Domain-aware multi-modality fusion network for generalized zero-shot learning

Jia Wang, Xiao Wang, Han Zhang

Published: 01 Jan 2022, Last Modified: 15 May 2025Neurocomputing 2022EveryoneRevisionsBibTeXCC BY-SA 4.0

Abstract: Generalized zero-shot learning (GZSL) is a challenging problem which aims to recognize images from both seen and unseen classes. Existing research suffers from the bias problem, which means that the model tends to misclassify an unseen sample to seen classes. Moreover, recent methods mainly focus on using a single semantic representation for knowledge transfer (e.g., attributes). Although some try to utilize multiple information, they only use simple concatenation or transformations and the performance is limited.

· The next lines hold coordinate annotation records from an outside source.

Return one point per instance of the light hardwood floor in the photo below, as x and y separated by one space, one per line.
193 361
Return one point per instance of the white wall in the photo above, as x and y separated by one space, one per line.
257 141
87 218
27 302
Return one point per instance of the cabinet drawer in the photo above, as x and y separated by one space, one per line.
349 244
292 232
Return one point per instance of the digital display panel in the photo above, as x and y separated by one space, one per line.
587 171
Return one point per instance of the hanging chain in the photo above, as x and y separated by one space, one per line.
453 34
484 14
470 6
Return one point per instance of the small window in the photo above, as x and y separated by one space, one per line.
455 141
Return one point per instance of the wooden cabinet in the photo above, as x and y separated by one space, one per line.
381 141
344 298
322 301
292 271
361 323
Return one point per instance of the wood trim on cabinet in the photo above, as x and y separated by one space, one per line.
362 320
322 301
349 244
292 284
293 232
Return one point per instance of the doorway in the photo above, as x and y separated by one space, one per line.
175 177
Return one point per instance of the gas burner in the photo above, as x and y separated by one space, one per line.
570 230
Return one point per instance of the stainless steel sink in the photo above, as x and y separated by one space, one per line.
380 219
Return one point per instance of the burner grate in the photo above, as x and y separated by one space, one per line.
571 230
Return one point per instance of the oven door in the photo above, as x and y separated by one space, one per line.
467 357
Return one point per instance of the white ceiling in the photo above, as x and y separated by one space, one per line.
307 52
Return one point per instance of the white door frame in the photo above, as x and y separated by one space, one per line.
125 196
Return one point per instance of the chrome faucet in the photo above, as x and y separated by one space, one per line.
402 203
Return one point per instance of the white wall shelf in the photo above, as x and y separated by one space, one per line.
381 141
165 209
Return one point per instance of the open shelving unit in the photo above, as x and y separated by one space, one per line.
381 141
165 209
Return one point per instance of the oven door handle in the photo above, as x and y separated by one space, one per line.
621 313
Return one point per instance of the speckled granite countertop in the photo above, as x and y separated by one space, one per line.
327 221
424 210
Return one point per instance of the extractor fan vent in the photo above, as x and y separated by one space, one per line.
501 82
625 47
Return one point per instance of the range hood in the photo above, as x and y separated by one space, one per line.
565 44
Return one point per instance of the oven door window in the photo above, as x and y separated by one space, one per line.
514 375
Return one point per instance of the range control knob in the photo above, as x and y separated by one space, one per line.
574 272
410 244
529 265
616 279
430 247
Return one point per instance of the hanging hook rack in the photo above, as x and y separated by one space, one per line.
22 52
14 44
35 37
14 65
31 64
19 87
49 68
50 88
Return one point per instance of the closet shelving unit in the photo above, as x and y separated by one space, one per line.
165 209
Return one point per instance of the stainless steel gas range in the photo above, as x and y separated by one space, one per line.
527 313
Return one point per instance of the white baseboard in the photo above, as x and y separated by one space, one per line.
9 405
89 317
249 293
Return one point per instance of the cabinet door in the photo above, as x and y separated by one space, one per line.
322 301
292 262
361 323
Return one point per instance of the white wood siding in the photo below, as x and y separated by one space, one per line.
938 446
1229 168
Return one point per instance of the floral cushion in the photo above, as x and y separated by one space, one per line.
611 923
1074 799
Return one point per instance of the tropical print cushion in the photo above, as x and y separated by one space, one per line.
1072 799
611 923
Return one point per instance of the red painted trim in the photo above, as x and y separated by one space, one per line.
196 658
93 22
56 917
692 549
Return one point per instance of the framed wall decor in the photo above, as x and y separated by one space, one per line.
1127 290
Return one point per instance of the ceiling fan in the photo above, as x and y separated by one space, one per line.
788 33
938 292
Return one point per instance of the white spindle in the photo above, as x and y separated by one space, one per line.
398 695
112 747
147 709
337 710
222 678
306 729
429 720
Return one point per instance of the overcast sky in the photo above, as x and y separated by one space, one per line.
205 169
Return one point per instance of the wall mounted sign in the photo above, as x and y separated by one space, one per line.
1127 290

To solve GZSL problem, we propose a two-step method aimed at overcoming these two challenges progressively. Firstly, a local neighborhood based gating model is designed to leverage both the distribution of original data space and a learned latent space for domain detection. The model is used to separate seen and unseen samples, and then decompose GZSL into a conventional zero-shot learning (ZSL) problem and a supervised classification problem. Then, we design a graph convolutional network (GCN) based model for fusing multiple semantic modalities to promote the solution of the decomposed ZSL problem. By using one primary modality as input and another for construction of node relationships, our model is able to fuse multiple information effectively and helps to learn more discriminative visual classifiers. We test our method, local neighborhood based domain aware and GCN based multi-modality fusion network (LND-GMF) on five benchmark datasets. The results show that our method out-performs state-of-the-art methods with a large margin.